Своеобразный «антиэстетизм», поиск «речи точной и нагой» характерен был не только для поэзии Ружевича. Подчеркнутый отказ от «красивой лжи» отличал и прозу его товарища по литературному поколению, «разгневанного моралиста» Т. Боровского. Герой-рассказчик новеллистического цикла Боровского об Освенциме, форарбейтер Тадек, как бы с иронической усмешкой повествует про это «дно мира». Газовые камеры, куда гонят новые партии женщин и детей, уже не возвращающихся назад, футбольные матчи, которые для утехи лагерного начальства проводят узники под сенью крематория — этот «перевернутый пейзаж» воспроизводится через восприятие некоего аборигена, давно притерпевшегося ко всему, сумевшего по-своему «укорениться» в подобном свете. В нарочито-бесхитростной манере просторечного «сказа» новеллист сумел показать ужасающую «обыденность» этого гитлеровского комбината смерти.
Оба автора — Ружевич и Боровский — полны священного гнева, им обоим чужда всякая «возвышенность» речи. Ведь фашизм, вторгшийся на их землю, не только разрушил привычный, казавшийся прочным жизненный уклад, он опрокинул всю систему их взглядов, И не удивительно, что им казалось, будто культура и искусство тоже несут совокупную долю вины, «допустив» появление фашизма. Отсюда подчеркнутый отказ Ружевича и Боровского от богатого арсенала изобразительных средств искусства. Боровский прямо писал в одном из освенцимских рассказов: «Немыслима красота, в основе которой зло, наносимое человеку». У Ружевича отталкивание от такого рода «красоты» проявляется в самой фактуре стиха, «просторечии» его лирического словаря. Эти поиски сочетаются у поэта с выработкой своего рода «положительной программы». Достаточно определенно сказал об этом сам Ружевич в статье «К истокам» (1965):
«В то время, то есть в 1945 году, спустя несколько месяцев после окончания второй мировой войны и гитлеровской оккупации, определения типа «переживание эстетическое», «переживание пластическое» казались мне смешными и подозрительными… Метафизические родники, от века поившие поэзию, перестали бить для меня. Эстетические родники тоже пересохли. Исторический опыт, который я вынес из войны, оккупации и непосредственного столкновения с гитлеризмом и фашизмом, толкал меня к материализму, социализму, а не к метафизике. Выводы, сделанные мной из собственного опыта, формировали также мое поэтическое творчество. Теперь поэзия должна была найти иной источник для своего существования, иную среду для своего развития. Среду чисто человеческую. Здесь и сейчас».

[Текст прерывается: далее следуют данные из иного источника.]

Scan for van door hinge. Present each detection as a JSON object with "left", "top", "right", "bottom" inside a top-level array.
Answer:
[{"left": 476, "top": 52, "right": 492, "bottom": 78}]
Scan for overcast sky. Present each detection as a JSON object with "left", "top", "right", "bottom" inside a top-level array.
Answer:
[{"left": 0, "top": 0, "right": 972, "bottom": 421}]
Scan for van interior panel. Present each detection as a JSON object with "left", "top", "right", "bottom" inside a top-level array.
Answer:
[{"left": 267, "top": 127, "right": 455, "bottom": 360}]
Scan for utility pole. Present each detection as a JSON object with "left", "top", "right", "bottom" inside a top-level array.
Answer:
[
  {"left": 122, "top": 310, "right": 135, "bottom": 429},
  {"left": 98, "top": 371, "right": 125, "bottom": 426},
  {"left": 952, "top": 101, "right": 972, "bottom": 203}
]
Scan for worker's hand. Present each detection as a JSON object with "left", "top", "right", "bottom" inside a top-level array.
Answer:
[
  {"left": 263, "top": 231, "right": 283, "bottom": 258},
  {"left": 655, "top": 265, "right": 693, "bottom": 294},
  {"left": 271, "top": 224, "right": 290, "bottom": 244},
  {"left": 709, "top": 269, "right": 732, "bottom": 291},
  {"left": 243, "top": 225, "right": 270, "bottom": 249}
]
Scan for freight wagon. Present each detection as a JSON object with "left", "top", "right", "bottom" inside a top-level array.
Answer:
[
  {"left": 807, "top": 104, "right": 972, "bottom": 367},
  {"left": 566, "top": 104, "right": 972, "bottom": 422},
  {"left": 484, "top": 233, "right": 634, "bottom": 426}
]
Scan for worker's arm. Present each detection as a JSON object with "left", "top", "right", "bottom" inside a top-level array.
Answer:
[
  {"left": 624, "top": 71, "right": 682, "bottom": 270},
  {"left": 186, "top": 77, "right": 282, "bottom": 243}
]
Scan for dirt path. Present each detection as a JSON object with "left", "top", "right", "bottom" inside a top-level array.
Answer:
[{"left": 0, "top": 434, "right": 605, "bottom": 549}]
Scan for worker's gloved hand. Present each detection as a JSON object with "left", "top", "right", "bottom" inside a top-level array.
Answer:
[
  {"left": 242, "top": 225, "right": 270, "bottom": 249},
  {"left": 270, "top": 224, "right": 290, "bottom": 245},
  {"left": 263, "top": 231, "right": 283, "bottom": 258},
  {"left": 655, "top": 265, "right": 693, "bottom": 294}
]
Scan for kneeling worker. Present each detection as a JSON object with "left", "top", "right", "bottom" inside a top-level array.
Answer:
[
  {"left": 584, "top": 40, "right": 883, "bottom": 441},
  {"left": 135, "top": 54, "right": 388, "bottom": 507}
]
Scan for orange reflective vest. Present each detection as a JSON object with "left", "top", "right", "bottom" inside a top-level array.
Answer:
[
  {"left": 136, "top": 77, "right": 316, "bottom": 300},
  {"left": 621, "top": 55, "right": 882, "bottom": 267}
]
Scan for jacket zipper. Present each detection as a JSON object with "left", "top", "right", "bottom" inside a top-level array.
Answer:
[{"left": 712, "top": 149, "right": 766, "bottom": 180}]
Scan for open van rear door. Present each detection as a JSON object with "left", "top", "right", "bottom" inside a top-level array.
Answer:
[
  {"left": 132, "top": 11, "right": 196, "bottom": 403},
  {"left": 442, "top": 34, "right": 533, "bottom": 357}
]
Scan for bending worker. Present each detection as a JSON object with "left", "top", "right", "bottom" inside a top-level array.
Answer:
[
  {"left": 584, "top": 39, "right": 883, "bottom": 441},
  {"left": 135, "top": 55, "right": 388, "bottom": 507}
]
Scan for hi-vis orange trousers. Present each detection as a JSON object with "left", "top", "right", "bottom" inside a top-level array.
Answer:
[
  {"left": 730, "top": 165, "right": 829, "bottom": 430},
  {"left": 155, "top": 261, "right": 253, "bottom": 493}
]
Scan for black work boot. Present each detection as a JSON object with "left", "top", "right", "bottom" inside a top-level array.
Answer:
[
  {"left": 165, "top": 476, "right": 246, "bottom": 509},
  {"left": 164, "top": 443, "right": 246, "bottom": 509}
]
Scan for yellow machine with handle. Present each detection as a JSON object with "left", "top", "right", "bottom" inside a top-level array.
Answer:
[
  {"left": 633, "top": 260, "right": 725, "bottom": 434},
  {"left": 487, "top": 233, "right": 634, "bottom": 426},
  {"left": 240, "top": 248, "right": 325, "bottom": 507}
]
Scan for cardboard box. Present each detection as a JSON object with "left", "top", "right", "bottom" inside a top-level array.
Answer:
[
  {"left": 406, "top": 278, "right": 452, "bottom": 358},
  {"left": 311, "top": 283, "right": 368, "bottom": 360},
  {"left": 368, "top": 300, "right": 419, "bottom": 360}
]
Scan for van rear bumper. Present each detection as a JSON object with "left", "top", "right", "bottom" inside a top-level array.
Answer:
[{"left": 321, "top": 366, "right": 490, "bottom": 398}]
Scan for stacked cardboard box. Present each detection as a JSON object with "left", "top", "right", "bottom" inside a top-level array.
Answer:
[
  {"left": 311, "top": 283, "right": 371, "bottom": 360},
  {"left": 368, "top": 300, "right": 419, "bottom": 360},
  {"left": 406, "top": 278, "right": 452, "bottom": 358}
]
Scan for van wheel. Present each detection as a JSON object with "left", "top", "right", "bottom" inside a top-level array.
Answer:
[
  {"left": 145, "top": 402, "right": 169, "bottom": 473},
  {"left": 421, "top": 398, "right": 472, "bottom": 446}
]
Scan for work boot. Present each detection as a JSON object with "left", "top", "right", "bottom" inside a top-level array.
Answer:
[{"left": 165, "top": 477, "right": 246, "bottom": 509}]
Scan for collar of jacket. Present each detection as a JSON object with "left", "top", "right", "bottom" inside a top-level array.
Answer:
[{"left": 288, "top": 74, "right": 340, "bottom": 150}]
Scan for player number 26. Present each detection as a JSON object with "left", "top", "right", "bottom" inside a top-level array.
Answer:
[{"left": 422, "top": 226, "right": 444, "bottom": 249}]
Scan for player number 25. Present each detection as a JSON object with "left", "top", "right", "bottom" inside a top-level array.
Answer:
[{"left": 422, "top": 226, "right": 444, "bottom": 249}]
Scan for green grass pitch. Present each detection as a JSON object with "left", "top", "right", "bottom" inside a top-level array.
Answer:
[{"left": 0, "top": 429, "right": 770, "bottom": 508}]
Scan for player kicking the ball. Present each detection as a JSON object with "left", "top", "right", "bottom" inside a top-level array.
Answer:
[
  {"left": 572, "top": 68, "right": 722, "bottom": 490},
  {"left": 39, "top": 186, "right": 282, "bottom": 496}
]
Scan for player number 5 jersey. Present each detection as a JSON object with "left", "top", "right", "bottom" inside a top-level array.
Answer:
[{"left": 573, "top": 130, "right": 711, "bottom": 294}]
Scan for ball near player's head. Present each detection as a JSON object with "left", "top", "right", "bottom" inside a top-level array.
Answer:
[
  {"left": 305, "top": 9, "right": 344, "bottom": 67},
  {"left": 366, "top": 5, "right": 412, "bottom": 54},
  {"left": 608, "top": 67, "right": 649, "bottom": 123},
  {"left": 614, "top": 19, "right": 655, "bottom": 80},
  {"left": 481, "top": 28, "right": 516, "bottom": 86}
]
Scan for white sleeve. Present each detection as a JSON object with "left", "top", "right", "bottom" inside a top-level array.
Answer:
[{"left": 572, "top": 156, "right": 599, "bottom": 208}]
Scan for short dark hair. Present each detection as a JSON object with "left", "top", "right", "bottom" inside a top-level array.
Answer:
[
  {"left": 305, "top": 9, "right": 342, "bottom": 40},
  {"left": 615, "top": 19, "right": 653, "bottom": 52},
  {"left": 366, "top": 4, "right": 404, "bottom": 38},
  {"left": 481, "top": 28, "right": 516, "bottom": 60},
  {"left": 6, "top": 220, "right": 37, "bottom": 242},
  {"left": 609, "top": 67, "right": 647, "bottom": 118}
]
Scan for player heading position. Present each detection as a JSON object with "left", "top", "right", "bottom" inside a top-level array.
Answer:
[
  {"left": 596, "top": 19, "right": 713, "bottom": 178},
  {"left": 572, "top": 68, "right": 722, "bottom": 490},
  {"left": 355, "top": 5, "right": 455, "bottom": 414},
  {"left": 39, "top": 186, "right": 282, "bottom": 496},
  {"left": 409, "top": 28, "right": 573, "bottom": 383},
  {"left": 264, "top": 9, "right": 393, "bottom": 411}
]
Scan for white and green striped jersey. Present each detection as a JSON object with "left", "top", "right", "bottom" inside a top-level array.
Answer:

Ведь прежние формы буржуазного гуманизма, в традициях которого поэт воспитывался, были похоронены безвозвратно. Надо было заново учить любви к человеку. И Ружевич начинает что называется «с азов», не боясь прослыть «старомодным», «скучным», «однообразным»:
Мысль об активной, действенной, а не показной, формальной «любви к человеку» сделается ведущей во всем творчестве Ружевича, найдя соответствующее отражение в его поэзии, драмах, прозе.
«Антиэстетизм», о котором говорилось выше, не вел Ружевича к отказу или неприятию культурного наследия. Вовсе нет. Примечательно в этой связи, что начинающий поэт, поселившийся сразу после войны в Кракове (позже, уже обзаведясь семьей, Ружевич переберется в шахтерский городок Гливице, затем — с 1968 года — осядет во Вроцлаве), поступает на факультет истории искусств Ягеллонского университета.
Поэт активно приемлет новую жизнь во всех ее проявлениях, стремясь запечатлеть в своем творчестве ее стремительно меняющиеся черты, ее живые приметы, явления, конфликты. Конечно, не все в тогдашних творческих поисках поэта было одинаково удачно, не все удовлетворяло и самого автора. Однако он продолжал пытливо вглядываться во все, происходящее рядом, желая глубже постичь характер своего современника, волнующие его проблемы.
И те новые «родники», которые начинают питать его творчество, это, наряду со «всеми впечатлениями бытия», также и классическое искусство, и богатейшие демократические традиции национальной культуры, которые особенно близки Ружевичу. В поэзии это, по его собственному признанию, прежде всего Кохановский и Норвид и, разумеется, Мицкевич, творения которого он в одном из стихов послевоенного периода называет «хлебом поэзии животворной». Все эти источники и помогают Ружевичу обрести твердую почву под ногами.